It is critical to note that the Original Medicare (Part A and B) does not cover any routine dental care for seniors. As a result, nearly half of elderly people on Medicare do not have any kind of dental coverage at all.
So, the primary way for you to get the dental care you need is through the Medicare Advantage plan, which may require you to pay additional premiums. In addition, these plans tend to be available in limited areas.
If you opt for that plan, you will need to buy policies from private insurance companies to obtain the original Part A and B coverage together with dental care. And this is where the AARP Delta Dental coverage comes in.
AARP Dental Insurance Plan: The Basics
The Delta Dental Insurance Company administers the AARP dental insurance plan and helps cover AARP members and their families. It is insured by the Dentegra Insurance Company, Delta Dental Insurance Company, Dentegra Insurance Company of New England or other affiliate companies.
Your choices depend mostly on where you live. The dental plan available in one state may not be offered in another.
AARP Delta Dental Plans: Existing Options
If you want AARP to cover you and your loved ones, you have several options to pick from. These include two Dental Preferred Provider Organization (DPPO) plans: Plan A and Plan B. In addition, you could choose DeltaCare USA, which is a Dental Health Maintenance Organization (DHMO) plan.
1. AARP DPPO Plans
DPPO Plans enable eligible seniors to access a network of dentists who offer services at discounted prices. As a result, you will spend less on out-of-pocket expenses. However, you can still opt to get dental care from an out-of-network dentist. But you may have to pay more.
Most features of Plan A and B are similar, including waiting periods and the benefits they cover. However, Plan A is more expensive but provides a lower deductible of $50 and provides a higher annual maximum of $1,500. On the other hand, Plan B requires a $100 deductible and only covers you up to $1,000.
Typically, DPPO plans will take care of your basic and preventive dental services the moment you meet your deductible limits. Services like x-rays, exams, root canals, fillings and so on may either be free or available at subsidized rates. It depends on which of the two plans you are on, and how long you have been covered.
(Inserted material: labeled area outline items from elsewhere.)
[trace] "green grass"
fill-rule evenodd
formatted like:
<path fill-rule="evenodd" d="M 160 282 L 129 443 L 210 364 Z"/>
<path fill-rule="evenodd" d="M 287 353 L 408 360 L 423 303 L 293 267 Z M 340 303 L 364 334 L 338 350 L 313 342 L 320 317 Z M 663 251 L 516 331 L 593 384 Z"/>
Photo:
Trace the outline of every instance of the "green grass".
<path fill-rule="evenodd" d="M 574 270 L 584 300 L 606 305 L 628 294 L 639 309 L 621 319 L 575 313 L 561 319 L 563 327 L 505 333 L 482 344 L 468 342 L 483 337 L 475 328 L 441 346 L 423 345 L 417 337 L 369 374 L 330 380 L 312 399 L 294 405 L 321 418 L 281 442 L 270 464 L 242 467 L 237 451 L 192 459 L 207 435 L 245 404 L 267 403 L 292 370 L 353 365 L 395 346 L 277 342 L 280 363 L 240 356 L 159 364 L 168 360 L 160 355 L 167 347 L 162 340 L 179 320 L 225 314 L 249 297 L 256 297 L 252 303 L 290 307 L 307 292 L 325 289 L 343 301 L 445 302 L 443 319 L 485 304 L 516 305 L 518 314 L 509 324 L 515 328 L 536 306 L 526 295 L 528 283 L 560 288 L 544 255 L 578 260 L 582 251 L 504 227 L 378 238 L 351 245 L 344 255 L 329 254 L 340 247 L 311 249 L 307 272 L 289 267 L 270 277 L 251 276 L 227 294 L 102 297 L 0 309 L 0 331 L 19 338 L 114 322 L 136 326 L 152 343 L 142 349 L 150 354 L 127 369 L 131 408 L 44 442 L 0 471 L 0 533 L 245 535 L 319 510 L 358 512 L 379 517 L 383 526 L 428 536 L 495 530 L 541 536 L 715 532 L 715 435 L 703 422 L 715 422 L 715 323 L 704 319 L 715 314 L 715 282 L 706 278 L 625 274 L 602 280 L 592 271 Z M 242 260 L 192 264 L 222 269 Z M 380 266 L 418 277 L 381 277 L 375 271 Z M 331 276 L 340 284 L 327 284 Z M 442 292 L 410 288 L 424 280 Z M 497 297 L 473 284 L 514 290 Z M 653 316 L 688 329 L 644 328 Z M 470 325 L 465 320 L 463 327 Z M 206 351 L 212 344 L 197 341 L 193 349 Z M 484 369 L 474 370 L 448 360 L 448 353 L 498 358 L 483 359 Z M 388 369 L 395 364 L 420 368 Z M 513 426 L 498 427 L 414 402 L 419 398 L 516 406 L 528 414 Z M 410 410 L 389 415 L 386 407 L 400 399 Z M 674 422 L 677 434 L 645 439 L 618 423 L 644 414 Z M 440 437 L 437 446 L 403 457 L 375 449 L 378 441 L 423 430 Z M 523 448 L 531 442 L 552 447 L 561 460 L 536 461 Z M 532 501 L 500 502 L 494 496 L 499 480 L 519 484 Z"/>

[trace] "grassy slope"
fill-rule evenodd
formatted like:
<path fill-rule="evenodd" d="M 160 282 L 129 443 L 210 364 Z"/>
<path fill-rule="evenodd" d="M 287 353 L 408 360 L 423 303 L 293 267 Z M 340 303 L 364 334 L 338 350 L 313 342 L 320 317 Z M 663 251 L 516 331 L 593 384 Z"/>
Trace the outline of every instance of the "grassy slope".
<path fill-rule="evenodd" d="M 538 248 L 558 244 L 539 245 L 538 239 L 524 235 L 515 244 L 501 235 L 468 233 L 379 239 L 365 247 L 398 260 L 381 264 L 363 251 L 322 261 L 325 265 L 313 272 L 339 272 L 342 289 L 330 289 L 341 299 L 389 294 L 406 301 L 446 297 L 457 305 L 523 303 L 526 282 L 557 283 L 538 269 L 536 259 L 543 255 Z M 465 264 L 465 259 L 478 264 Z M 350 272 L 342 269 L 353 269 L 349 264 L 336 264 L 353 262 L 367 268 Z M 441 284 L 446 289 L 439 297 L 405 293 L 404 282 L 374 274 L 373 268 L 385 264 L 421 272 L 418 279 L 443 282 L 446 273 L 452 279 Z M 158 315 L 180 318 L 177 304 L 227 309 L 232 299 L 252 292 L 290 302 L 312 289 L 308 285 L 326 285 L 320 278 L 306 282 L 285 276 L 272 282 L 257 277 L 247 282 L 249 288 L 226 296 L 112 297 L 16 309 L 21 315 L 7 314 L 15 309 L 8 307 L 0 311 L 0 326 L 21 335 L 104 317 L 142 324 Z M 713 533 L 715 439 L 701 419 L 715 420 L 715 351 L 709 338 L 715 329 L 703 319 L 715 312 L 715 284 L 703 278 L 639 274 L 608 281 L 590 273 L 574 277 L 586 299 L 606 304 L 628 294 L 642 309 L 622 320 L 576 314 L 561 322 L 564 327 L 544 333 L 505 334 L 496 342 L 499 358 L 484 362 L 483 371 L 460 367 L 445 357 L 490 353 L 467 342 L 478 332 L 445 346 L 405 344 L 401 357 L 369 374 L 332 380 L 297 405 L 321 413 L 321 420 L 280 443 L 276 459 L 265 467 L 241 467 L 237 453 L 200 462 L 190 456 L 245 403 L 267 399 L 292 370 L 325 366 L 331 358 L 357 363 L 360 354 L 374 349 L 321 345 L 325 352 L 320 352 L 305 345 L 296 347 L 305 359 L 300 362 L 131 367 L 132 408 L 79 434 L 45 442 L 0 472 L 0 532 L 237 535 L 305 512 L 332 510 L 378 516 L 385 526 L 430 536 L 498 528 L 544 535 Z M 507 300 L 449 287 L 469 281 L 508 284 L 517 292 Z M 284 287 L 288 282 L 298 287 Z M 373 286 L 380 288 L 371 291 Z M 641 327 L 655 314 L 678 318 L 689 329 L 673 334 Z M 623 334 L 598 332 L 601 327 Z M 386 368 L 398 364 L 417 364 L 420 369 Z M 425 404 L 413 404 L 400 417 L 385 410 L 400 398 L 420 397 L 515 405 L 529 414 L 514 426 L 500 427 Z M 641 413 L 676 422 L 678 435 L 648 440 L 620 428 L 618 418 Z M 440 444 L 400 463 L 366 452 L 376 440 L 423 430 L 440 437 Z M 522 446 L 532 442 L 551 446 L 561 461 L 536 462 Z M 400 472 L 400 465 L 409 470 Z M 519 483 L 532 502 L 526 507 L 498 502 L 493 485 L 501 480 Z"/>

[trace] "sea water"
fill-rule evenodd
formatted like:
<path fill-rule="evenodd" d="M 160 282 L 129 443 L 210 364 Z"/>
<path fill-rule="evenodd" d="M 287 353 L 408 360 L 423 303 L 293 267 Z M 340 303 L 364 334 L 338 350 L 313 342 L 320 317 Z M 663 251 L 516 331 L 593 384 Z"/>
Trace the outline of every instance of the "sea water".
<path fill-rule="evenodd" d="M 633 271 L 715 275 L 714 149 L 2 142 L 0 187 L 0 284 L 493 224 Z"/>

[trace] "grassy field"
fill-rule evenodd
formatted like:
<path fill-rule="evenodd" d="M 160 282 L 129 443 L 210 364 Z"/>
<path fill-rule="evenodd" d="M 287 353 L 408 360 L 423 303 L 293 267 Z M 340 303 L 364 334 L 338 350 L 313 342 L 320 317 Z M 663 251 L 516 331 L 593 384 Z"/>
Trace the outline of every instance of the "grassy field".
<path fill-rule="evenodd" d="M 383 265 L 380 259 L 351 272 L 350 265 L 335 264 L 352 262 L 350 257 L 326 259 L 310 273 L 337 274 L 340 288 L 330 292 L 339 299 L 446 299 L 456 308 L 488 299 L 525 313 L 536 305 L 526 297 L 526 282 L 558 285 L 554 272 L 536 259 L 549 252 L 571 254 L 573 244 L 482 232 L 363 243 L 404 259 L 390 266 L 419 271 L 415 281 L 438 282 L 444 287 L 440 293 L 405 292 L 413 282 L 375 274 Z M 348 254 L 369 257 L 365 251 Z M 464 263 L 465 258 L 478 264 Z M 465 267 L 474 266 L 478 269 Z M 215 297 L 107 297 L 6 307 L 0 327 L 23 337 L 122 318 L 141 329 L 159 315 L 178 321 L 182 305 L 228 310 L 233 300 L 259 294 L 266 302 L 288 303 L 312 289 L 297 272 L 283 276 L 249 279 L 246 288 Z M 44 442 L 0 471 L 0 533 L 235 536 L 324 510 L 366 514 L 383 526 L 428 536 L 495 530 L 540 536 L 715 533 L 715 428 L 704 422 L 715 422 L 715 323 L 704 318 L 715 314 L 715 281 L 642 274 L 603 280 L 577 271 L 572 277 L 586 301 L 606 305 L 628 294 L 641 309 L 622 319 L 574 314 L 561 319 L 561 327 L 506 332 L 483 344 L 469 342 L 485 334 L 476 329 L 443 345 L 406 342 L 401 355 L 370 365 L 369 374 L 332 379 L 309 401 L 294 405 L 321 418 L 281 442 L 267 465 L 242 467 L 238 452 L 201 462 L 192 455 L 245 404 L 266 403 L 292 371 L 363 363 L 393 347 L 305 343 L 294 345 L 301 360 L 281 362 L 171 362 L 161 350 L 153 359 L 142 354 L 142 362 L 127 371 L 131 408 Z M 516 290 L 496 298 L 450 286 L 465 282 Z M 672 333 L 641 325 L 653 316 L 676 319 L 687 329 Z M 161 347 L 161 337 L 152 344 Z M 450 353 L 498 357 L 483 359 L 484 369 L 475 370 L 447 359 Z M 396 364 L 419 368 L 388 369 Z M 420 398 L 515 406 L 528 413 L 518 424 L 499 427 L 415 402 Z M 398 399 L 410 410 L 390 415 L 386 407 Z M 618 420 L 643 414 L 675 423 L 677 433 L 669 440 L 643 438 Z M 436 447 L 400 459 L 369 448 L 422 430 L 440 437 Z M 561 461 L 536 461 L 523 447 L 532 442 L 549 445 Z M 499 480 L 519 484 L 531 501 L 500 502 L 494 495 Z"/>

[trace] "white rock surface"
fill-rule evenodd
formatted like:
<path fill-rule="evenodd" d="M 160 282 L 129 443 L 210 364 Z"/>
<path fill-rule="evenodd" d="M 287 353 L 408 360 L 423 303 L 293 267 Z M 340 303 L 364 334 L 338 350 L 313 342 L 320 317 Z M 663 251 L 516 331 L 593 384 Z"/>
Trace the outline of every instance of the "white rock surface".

However, if you need restorative care that covers issues such as dentures, bridges, crowns and dental implants, you must wait for 12 months before you can enjoy the coverage.
2. AARP DHMO Plans
The DeltaCare USA plan is a typical Health Maintenance Organizations (HMO) plan. In that sense, it enables cost-sharing but also severely limits the providers that you can see to those within the HMO network. And that could be problematic if you want to change your dentist or see one who is outside the network.
It is also worth noting that in an emergency, if your primary dental service provider and Delta Dental customer service reps are unavailable, you will receive a limited coverage of $100 to deal with dental pain. And then, you would have to wait until you can reach relevant parties for treatment or to obtain approval to see another dentist within your network.
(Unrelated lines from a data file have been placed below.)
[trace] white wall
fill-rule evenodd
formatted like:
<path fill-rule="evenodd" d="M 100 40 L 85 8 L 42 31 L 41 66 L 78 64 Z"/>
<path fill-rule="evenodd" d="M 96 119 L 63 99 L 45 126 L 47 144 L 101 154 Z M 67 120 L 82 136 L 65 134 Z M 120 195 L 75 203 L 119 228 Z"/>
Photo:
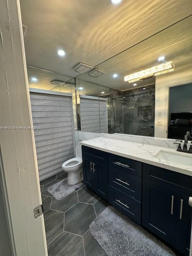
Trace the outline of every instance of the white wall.
<path fill-rule="evenodd" d="M 9 241 L 3 194 L 0 183 L 0 255 L 11 256 L 11 245 Z"/>
<path fill-rule="evenodd" d="M 155 137 L 167 138 L 169 114 L 169 87 L 188 84 L 192 82 L 192 64 L 176 68 L 169 73 L 156 77 Z M 178 102 L 178 104 L 179 102 Z M 158 111 L 162 112 L 162 116 L 158 116 Z M 157 122 L 163 121 L 162 126 L 157 126 Z"/>

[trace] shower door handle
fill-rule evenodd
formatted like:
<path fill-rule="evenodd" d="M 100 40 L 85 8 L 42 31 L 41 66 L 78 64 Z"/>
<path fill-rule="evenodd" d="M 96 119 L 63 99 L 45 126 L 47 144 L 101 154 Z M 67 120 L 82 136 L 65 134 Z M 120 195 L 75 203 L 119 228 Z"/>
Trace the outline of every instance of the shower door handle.
<path fill-rule="evenodd" d="M 95 172 L 95 171 L 96 171 L 96 170 L 95 170 L 95 168 L 94 167 L 94 166 L 95 165 L 95 164 L 94 164 L 94 163 L 93 163 L 93 174 L 94 174 Z"/>
<path fill-rule="evenodd" d="M 91 170 L 91 172 L 92 172 L 92 164 L 93 164 L 93 163 L 92 163 L 91 161 L 90 161 L 90 170 Z M 93 173 L 94 173 L 94 172 L 93 172 Z"/>

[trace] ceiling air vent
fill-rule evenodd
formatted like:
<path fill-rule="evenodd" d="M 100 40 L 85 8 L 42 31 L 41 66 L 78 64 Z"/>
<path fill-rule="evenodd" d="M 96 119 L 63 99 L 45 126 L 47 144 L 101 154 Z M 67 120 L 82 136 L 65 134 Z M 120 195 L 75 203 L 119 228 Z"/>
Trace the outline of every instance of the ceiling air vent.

Also, your primary dental service provider is the one who refers you to specialists within the network if the need arises. In addition, you will pay a monthly premium and a copay amount. The latter is a fee you will pay when receiving the dental care you need.
That said, the AARP DHMO plan does not impose an annual spending limit or deductible limit. Furthermore, it offers cheaper premiums. And it has no waiting periods, which means your full coverage starts the moment you need it.
Final Thoughts on AARP Dental
AARP Dental Insurance plans are worth considering, especially if you are on Medicare and need dental coverage. To determine how much you will pay, check out your state’s AARP Delta Dental costs. And also consider which plan works for you and your family before making the final decision.